For those of you who have been following the controversial developments in California’s Sacramento-San Joaquin Delta—and even for those of you who’ve never heard of it—the state last week released part of its plan to restore the delta ecosystem and also to provide more water for agriculture and urban areas in California.
The Bay Delta Conservation Plan, as detailed in this Associated Press article, calls for constructing two 35-mile-long tunnels to convey water from the north part of the delta to California farmland and cities. The delta is already providing water for about 25 million residents and about 3 million acres of crops. The water is currently pumped from the southern part of the delta; the new tunnels would replace the pumping system.
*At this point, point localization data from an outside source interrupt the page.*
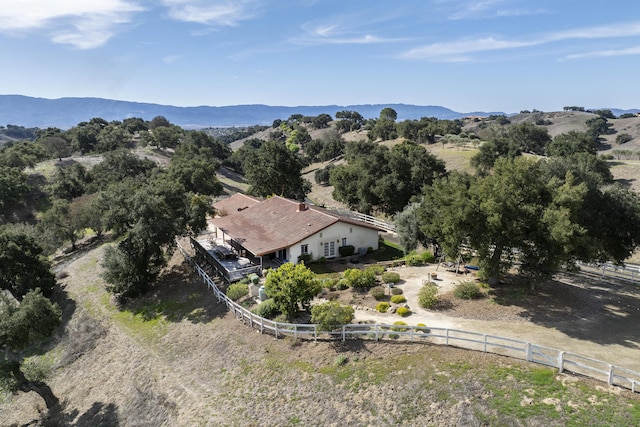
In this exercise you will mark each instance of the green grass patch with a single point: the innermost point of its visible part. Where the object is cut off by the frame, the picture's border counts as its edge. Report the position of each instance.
(387, 251)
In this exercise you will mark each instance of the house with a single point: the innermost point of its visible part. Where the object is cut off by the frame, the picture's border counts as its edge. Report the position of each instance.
(283, 230)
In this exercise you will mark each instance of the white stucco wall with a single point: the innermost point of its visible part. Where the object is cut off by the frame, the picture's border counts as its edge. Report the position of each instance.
(359, 237)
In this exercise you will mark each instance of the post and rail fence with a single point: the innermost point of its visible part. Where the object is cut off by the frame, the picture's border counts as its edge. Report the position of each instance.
(559, 359)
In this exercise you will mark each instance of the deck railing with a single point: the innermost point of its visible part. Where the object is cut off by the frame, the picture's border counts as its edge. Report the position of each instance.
(559, 359)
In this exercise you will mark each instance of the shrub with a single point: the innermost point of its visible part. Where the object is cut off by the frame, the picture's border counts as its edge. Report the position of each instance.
(305, 258)
(428, 296)
(360, 279)
(330, 283)
(237, 291)
(342, 284)
(467, 290)
(422, 325)
(390, 277)
(377, 292)
(400, 322)
(375, 269)
(331, 315)
(623, 138)
(398, 299)
(382, 307)
(346, 250)
(427, 257)
(403, 311)
(266, 309)
(413, 260)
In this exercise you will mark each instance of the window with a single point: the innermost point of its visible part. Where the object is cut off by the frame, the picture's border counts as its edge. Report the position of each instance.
(330, 249)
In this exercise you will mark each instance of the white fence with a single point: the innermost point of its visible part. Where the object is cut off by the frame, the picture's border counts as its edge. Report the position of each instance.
(628, 273)
(563, 361)
(367, 218)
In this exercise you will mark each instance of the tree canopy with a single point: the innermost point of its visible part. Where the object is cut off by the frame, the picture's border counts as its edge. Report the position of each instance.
(378, 178)
(536, 215)
(273, 169)
(292, 286)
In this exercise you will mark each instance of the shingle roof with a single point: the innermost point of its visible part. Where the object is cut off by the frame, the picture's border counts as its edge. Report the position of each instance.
(277, 223)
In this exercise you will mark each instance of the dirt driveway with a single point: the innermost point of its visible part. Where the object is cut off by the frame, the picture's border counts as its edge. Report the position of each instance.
(572, 313)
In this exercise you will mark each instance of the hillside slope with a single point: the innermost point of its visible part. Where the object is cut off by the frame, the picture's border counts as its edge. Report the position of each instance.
(176, 358)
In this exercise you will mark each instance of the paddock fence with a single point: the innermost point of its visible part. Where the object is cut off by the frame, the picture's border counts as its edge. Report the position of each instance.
(629, 273)
(559, 359)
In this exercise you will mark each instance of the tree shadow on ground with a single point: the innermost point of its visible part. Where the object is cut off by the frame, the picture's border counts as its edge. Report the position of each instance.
(179, 294)
(99, 415)
(580, 307)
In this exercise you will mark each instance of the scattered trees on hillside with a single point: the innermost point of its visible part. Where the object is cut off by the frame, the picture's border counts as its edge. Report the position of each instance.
(292, 286)
(347, 121)
(26, 313)
(424, 131)
(150, 218)
(539, 214)
(378, 178)
(570, 143)
(273, 169)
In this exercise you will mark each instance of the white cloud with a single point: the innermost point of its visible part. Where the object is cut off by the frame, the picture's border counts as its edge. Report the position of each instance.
(171, 59)
(228, 13)
(316, 34)
(462, 49)
(456, 50)
(82, 24)
(606, 53)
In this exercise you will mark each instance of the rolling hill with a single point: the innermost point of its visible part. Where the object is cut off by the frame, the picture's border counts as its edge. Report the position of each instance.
(68, 112)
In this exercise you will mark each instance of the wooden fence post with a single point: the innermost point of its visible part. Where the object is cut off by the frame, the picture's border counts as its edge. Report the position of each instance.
(610, 379)
(561, 361)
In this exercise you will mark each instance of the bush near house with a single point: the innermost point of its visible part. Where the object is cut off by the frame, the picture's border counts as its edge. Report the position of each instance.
(266, 309)
(360, 279)
(346, 250)
(382, 307)
(237, 291)
(390, 277)
(378, 292)
(428, 296)
(467, 290)
(331, 315)
(403, 311)
(398, 299)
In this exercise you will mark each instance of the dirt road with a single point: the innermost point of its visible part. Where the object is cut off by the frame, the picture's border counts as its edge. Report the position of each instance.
(578, 315)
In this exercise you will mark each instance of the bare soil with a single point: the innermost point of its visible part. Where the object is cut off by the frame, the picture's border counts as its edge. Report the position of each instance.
(183, 360)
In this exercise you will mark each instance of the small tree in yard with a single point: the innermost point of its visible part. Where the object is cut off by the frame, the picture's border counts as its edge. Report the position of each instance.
(360, 279)
(428, 296)
(331, 315)
(292, 286)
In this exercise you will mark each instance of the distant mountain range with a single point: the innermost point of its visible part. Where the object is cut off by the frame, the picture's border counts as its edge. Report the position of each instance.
(67, 112)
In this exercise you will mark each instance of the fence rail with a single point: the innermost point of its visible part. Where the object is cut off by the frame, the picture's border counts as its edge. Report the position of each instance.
(367, 218)
(628, 273)
(561, 360)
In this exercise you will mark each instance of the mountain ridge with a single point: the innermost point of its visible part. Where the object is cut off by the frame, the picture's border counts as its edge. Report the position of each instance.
(69, 111)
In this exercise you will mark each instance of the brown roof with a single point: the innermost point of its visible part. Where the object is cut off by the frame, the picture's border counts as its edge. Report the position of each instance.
(277, 223)
(234, 204)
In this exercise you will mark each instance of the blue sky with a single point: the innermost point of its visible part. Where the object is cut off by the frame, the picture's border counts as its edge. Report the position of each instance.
(467, 55)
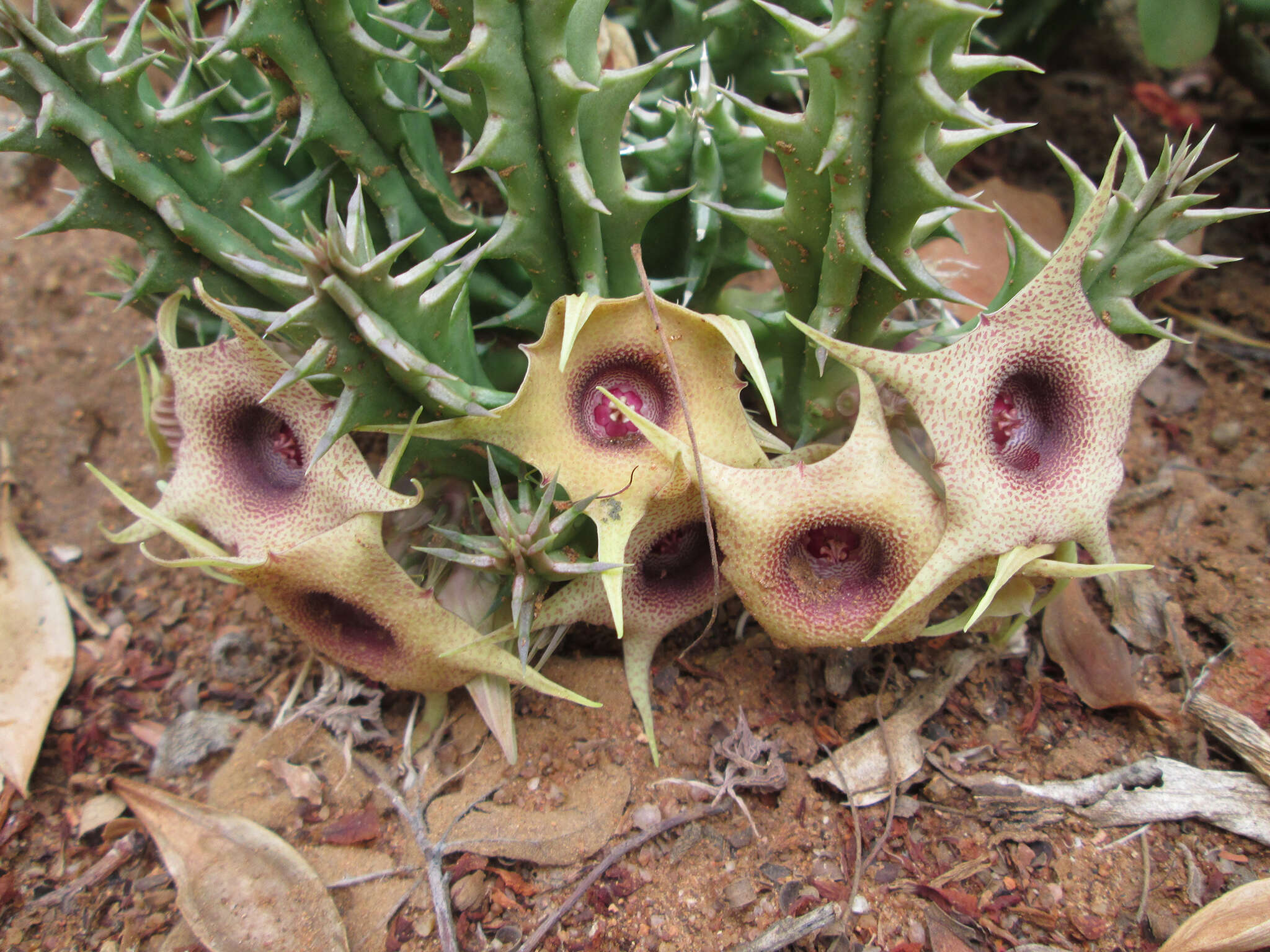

One goal of the project is to restore fish species within the delta’s ecosystem. Fish, including salmon, get caught in the pumps and killed. The tunnels, on the other hand, would take their water from different area in the north, and there would be other safeguards in place—fish screens, for example—to further protect them. New areas of fish habitat would also be created under the plan. Planners say the combination—the tunnels and the new habitat—will also offer protection from levee failures. (For more on the area’s levees—specifically, a debate over whether they should be vegetated—see this article from Erosion Control.)
Already some environmental groups and water agencies are opposing the plan—some saying it’s too experimental and asking that the tunnels not be built at all, and others arguing a single tunnel would provide enough water more affordably. The cost of the tunnels as currently planned is $14 billion for construction and $5.8 to operate for 50 years; these costs are part of an overall $23 billion planned restoration project.